Not only the Internet is built on trust. Successful businesses, teaching and personal relationships rely heavily on it too. But how does trust come about? Here are the three key factors that establish and carry trusted relationships, as long as they last.

In order for trust to be established, an investment needs to be returned in accordance with the subject’s expectations. Software crashes, late delivery of goods or responses, like e.g. ebay goods not arriving, shatter faith in a reliable service.

Repeated experiences and calculatable risk can enhance or diminish trust. These experiences need not necessarily be personal ones, but can originate from third parties or the media (see point 3 on ‘recognition’ below). The more often a train is late, the less passengers will want to take it.

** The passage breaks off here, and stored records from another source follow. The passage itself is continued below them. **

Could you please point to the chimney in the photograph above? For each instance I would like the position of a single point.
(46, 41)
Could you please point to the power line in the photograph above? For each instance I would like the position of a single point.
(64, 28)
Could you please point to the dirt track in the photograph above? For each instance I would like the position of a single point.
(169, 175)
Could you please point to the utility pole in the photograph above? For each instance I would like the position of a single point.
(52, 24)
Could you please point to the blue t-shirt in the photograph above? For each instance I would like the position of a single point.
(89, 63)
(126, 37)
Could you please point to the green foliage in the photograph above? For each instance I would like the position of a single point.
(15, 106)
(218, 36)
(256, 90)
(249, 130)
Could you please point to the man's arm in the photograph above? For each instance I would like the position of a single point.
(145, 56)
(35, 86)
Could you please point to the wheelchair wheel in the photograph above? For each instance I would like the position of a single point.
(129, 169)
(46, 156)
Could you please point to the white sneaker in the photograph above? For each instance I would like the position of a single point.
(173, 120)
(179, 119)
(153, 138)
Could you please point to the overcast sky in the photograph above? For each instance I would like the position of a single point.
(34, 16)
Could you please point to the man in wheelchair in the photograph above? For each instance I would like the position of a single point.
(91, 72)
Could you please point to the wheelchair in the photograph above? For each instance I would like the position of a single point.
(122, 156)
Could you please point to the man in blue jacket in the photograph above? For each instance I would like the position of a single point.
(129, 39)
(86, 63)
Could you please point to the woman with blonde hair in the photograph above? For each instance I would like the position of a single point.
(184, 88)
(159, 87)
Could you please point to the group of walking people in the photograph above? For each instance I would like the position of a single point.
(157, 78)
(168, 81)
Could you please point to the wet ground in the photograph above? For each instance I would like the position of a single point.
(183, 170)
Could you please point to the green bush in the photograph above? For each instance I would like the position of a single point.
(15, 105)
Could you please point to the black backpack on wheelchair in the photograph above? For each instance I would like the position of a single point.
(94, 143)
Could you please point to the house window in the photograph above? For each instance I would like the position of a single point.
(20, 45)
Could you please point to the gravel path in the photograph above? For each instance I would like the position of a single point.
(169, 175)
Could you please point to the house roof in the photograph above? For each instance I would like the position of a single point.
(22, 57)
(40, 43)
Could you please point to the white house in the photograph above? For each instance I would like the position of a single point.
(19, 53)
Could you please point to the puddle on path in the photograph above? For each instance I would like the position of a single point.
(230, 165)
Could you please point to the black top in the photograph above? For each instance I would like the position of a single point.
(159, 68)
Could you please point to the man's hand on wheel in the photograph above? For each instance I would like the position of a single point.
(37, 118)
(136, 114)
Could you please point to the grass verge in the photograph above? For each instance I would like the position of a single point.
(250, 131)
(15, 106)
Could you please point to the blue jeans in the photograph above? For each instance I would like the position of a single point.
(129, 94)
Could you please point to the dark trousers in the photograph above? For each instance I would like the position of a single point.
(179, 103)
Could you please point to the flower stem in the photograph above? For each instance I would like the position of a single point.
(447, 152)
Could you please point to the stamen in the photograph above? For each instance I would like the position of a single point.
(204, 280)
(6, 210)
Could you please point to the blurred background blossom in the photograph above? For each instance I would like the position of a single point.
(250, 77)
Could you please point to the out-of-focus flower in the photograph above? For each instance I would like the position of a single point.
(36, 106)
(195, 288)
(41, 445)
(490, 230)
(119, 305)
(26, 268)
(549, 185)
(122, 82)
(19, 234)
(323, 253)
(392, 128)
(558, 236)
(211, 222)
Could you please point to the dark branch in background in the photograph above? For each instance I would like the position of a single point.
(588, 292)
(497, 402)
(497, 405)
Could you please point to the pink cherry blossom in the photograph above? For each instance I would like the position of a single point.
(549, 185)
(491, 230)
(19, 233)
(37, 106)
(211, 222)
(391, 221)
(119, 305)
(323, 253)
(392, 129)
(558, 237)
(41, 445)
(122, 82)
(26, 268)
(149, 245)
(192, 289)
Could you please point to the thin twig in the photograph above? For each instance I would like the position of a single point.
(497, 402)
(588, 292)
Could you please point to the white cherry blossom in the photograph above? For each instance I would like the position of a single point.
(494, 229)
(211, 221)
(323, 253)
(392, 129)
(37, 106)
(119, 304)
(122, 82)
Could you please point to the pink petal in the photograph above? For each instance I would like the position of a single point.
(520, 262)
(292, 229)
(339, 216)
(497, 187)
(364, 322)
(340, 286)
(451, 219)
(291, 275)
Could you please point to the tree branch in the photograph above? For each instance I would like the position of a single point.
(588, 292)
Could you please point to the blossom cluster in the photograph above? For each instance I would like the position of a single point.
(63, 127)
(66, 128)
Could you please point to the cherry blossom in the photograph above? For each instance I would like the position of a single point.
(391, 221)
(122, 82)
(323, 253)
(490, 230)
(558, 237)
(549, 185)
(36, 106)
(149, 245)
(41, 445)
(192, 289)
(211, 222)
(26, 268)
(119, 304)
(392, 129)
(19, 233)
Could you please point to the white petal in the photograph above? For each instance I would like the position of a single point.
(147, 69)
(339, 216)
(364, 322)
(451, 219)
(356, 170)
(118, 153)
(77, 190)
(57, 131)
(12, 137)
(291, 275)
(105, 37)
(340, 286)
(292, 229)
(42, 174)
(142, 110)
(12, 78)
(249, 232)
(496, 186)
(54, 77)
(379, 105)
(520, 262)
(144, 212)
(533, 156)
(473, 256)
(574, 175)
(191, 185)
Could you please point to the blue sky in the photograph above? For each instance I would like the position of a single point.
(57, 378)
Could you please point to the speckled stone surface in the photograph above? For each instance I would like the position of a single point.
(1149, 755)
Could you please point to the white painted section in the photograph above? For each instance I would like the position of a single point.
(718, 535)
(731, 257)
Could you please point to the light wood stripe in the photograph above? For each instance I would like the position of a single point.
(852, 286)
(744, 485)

A service and relationship needs to be relevant. Once Google search produces less relevant results, it’s value is reduced. Similarly, if a personal relationship has no longer relevance for the parties concerned, it becomes difficult to maintain.

Recognition carries social currency. People like to walk with the crowd to avoid unnecessary risks. Typically, the larger the number of people relying on a service is, the easier it is to trust. But recognition can also take other shapes than pure scale. Social currency from a known circle of persons (experts, friends) or an accepted authority (state, teacher) can go a long way with inducing trust. This explains why it is difficult to maintain a partnership with someone disliked by your friends, or why we trust national airlines more than budget ones. Note that price differences does neither produce nor reduce trust.

When introducing innovation of any sort, it is very important to cover all three areas well. Only then will the snowball start to gather momentum and grow.